Monday, September 28, 2009

watching the mist [2007] in black&white

the tone of a film is established by its photography. how it looks, how the characters behave within the confines of the frame determines a movie's feeling. thus we react strongly if the colors are too bold, or if the colors bleed, or if the film is grainy, or if it looks too shiny and therefore fake as it looks to be made of plastic.

monster movies are made for black&white photography, that much is clear. black&white sharpens the contrast between the silliness of the monster -- after all, monster movies are nothing if not exercises in goofy logic since monsters are by their very creation impossible to believe that they really exist -- and the terror felt in the viewer.

stephen king's stories, some very well-done, others are just camp, are just begging for black&white photography. problem is that audiences today, especially younger audiences, run from even the hint of black&white photography. making a monster movie in black&white is a sure way to kill off any potential interest in the finished product.

so what's a filmmaker to do? frank darabont who helmed this stephen king story released his movie in color, but for the dvd release added as an extra a digitized version in black&white. the result is a vast improvement on one seriously goofy b-movie.

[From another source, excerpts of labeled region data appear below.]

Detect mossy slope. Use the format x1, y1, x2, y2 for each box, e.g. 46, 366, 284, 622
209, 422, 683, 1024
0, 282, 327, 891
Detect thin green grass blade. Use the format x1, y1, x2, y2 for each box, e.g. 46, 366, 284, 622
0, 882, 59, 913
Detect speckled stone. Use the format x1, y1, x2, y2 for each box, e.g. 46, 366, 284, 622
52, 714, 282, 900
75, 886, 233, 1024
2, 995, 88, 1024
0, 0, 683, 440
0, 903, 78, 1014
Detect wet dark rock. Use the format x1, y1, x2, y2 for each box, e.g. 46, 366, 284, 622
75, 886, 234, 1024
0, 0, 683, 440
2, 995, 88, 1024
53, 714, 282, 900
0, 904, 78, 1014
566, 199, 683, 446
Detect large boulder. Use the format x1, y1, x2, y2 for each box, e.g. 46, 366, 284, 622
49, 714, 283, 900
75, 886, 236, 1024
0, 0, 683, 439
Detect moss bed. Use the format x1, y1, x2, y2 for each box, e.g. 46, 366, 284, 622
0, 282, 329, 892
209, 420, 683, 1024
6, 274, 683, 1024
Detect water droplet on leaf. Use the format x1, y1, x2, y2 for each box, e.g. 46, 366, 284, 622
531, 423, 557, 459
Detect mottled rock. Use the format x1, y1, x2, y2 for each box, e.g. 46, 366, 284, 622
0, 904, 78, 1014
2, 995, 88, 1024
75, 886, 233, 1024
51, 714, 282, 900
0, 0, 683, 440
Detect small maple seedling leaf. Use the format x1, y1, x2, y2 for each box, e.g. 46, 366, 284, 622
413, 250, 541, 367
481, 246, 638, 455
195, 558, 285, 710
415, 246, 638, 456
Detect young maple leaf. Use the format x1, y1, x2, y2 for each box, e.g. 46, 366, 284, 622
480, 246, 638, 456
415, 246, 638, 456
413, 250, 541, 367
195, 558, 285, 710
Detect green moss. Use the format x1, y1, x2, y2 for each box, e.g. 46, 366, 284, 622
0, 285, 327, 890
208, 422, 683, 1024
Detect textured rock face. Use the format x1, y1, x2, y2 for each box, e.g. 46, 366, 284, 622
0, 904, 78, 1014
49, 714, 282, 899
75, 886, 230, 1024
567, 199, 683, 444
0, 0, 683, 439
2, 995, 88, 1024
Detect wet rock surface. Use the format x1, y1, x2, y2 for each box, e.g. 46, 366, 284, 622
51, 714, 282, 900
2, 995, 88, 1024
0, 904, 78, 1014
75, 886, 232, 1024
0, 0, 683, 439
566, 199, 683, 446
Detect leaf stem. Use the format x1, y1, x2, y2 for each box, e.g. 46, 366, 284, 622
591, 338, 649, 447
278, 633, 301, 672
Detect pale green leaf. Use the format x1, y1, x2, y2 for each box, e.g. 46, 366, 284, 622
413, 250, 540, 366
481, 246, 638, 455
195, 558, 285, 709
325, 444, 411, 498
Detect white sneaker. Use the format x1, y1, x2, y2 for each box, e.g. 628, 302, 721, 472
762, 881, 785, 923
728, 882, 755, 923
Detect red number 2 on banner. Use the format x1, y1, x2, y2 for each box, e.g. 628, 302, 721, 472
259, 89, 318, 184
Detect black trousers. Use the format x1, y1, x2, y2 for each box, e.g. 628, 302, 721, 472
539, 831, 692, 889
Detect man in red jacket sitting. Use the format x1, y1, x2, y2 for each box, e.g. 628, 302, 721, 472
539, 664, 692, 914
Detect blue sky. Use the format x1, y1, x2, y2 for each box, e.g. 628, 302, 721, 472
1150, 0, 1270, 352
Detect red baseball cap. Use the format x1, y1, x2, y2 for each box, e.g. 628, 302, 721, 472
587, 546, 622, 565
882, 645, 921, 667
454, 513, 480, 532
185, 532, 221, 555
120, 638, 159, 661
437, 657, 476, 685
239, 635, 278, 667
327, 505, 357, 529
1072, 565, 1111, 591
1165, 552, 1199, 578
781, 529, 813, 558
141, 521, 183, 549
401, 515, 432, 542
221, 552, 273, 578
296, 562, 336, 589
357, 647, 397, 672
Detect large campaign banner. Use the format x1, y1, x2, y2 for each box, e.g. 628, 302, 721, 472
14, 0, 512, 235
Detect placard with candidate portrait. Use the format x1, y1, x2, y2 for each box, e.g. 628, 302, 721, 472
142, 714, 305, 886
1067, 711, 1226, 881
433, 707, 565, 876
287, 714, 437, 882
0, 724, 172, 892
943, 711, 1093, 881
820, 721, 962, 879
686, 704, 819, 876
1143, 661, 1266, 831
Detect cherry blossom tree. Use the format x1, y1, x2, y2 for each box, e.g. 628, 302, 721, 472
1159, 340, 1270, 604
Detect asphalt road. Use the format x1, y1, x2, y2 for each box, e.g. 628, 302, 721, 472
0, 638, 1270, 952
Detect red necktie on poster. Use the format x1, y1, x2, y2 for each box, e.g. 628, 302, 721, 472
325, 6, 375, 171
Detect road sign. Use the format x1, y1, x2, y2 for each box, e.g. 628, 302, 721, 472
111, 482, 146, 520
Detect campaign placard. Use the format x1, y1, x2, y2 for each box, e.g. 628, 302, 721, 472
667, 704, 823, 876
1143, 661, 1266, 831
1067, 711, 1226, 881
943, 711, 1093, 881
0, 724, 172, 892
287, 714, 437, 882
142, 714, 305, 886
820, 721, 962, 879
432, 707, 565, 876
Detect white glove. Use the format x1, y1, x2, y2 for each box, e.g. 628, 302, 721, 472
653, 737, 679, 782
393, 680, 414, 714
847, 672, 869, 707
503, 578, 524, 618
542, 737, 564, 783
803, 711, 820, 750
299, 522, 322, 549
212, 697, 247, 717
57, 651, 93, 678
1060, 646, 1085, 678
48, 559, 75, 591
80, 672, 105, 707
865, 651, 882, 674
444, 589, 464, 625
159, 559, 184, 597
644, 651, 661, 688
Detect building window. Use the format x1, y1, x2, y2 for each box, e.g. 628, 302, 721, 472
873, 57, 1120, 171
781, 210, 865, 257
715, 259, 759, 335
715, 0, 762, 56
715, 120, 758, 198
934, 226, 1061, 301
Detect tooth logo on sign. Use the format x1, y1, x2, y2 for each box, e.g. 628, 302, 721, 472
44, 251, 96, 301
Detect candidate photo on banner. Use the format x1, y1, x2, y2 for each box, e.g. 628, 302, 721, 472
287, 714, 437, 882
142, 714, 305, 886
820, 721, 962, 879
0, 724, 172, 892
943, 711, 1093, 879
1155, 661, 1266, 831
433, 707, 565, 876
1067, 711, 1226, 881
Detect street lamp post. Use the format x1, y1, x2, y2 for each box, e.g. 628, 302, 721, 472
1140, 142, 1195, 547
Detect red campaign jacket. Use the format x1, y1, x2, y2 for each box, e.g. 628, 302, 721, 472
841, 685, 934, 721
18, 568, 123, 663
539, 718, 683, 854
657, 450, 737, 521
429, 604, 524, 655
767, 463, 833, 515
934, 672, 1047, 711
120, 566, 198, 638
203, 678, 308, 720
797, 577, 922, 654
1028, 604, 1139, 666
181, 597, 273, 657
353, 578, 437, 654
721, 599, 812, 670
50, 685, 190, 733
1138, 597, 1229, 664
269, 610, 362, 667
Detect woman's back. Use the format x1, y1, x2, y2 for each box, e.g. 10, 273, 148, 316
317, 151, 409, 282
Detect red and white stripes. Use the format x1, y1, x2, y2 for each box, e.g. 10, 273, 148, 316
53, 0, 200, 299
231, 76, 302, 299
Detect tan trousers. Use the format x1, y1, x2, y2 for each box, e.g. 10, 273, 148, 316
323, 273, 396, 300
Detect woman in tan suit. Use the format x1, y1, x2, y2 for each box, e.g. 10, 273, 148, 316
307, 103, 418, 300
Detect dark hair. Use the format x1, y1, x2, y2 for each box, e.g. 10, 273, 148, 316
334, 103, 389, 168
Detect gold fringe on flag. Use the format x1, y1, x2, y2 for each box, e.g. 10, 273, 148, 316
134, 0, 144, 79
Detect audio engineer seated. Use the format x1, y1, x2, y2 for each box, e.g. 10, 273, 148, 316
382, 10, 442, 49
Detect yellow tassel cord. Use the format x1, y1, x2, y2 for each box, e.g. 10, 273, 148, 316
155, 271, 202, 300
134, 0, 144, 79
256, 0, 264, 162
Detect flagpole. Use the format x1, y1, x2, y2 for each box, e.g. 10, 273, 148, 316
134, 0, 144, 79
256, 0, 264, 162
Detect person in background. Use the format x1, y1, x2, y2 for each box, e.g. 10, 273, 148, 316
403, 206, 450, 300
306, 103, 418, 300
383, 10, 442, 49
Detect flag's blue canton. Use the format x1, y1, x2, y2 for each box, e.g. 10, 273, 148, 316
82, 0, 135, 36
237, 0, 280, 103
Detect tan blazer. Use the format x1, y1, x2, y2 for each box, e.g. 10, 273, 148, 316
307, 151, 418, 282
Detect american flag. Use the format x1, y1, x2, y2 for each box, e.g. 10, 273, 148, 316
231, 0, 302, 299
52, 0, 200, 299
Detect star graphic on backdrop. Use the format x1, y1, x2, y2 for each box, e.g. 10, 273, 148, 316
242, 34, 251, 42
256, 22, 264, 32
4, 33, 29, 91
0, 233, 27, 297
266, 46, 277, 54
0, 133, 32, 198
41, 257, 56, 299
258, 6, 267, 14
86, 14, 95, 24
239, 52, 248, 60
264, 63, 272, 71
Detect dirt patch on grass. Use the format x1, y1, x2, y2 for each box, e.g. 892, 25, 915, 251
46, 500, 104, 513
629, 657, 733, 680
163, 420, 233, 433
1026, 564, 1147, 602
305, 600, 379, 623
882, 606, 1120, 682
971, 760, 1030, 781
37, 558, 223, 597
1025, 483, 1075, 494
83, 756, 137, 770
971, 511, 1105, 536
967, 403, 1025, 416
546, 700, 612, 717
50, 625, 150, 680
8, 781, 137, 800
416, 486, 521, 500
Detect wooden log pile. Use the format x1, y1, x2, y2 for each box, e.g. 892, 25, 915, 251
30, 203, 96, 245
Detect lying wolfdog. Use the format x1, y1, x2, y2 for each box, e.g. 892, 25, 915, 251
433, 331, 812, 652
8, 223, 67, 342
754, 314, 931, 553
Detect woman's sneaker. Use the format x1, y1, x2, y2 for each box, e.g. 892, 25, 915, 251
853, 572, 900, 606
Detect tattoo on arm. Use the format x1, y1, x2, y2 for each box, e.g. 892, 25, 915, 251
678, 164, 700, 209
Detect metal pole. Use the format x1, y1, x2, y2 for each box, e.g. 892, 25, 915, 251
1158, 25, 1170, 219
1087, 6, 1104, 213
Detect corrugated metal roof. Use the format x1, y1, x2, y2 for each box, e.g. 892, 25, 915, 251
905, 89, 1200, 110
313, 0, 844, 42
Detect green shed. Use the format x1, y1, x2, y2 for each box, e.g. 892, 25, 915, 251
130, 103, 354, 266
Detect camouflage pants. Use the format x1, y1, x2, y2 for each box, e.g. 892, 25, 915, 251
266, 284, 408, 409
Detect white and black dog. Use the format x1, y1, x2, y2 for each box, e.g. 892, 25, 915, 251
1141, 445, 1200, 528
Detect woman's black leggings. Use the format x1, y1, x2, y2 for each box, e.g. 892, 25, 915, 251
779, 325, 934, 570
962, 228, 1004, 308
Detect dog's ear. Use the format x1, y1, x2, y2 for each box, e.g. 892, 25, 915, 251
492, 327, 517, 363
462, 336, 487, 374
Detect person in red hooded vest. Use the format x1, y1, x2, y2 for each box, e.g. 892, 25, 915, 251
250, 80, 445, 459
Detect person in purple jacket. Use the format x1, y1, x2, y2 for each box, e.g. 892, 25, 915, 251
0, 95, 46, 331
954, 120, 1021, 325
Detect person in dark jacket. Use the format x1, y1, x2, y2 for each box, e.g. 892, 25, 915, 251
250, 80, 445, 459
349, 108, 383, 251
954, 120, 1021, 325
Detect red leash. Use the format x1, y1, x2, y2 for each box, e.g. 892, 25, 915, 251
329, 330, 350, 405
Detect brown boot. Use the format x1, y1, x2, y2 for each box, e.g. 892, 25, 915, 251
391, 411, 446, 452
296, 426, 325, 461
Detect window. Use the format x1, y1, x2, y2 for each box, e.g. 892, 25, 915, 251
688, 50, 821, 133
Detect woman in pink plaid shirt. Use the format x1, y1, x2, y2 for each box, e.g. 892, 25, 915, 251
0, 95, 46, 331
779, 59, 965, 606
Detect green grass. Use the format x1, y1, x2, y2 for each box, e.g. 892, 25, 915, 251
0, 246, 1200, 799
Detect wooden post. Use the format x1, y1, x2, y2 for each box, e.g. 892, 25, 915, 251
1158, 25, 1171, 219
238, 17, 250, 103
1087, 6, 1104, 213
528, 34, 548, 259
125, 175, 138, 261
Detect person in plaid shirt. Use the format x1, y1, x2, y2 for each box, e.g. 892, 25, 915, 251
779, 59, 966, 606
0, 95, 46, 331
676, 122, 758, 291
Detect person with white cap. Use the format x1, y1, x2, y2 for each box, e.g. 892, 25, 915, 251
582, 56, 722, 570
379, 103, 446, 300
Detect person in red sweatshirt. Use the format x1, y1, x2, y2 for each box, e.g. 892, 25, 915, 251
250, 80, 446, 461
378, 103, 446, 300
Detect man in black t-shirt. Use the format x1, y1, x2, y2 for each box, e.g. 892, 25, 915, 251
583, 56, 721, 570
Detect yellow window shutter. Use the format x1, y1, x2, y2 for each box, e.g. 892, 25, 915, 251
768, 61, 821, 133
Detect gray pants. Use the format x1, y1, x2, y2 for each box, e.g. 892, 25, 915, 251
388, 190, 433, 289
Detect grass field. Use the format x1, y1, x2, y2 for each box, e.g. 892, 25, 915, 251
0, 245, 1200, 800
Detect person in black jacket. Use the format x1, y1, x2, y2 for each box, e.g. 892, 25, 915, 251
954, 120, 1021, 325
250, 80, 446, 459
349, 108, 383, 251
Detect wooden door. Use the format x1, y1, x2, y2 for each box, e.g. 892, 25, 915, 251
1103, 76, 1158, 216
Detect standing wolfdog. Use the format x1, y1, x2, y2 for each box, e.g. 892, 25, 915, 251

the difficulty i have with stephen king, in his written works and his films, is that king does not know how to carry out the narrative to a satisfying conclusion. i remember reading the novel IT when i was 18. a thick doorstop of a book that literally carried me away by the writer's magical storytelling. yet, the ending was such a let-down, a real bummer, so anticlimactic, i felt very cheated. the same goes for his movies. at least the movies that are faithful adaptions to king's novels.

the mist is no exception. the first third of this movie is first-rate, rattle-you-up, b-movie fare. the middle is flabby as a middle-aged man's beer belly, and the ending, shock ending as it is and the only time darabont deviates from king's source material, was pretty okay, but still felt like a cop-out.

in black&white these flaws are leavened by the tone created by its stark photography. it harkens back to the classic monster movies of yore while creating a real sense of dread. darabont is no hack and i think with his movie in black&white he managed the genuine thrill of watching a b-movie.

at any rate, i have a love-hate thing going with this movie. i've seen it twice in color but i've seen it twice as many times in black&white. it works better without color. the mist is shimmering and ominous and the very silly monsters appear like vicious apparitions rather than the combinations of puppets and cgi.

not bad. not great. a decent waste of time.